17

I was wondering what would be the most ethical way to consume some bytes (386 precisely) of content from a given Site A, with an application (e.g. Google App Engine) in some Site B, but doing it right, no scraping intended, I really just need to check the status of a public service and they're currently not providing any API. So the markup in Site A has a JavaScript array with the info I need and being able to access that let's say once every five minutes would suffice.

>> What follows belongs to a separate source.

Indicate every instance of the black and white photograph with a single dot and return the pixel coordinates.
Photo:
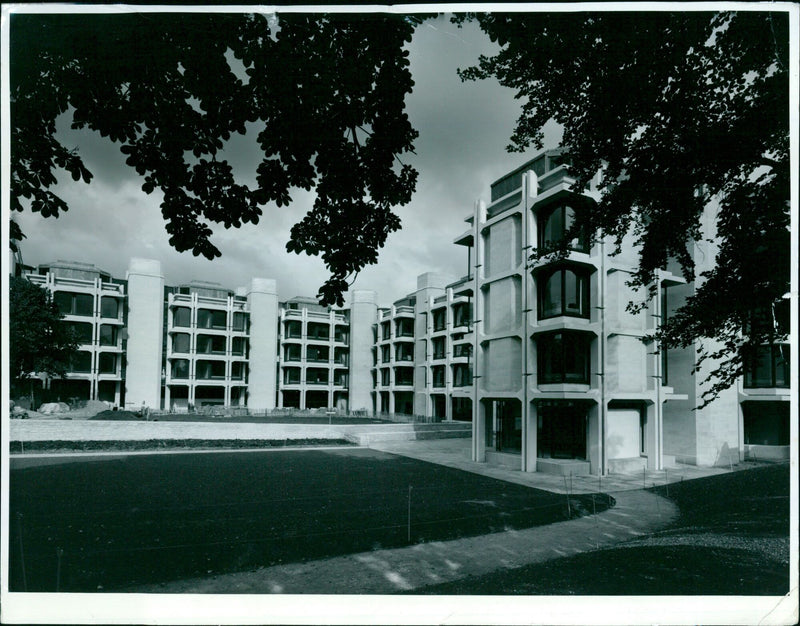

Any advice will be much appreciated.

UPDATE:

First all thanks much for the feedback. Site A is basically the website of the company that currently runs our public subway network, so I'm planning to develop a tiny free Android app for anyone to have not only a map with the whole network and its stations but also updated information about the availability of the service (and those are the bytes I will eventually be consuming), etcétera.

Kevin Brown-Silva
  • 40,873
  • 40
  • 203
  • 237
Nano Taboada
  • 4,148
  • 11
  • 61
  • 89

5 Answers5

9

There will be some very differents points of view, but hopefully here is some food for thought:

  1. Ask the site owner first, if they know ahead of time they are less likely to be annoyed.
  2. Is the content on Site A accessible on a public part of the site, e.g. without the need to log in?
  3. If the answer to #2 is that it is public content, then I wouldn't see an issue, as scraping the site for that information is really no different then pointing your browser at the site and reading it for yourself.
  4. Of course, the answer to #3 is dependent on how the site is monetised. If Site A provides advertistment for generating revenue for the site, then it might not be an idea to start scraping content, as you would be bypassing how the site makes money.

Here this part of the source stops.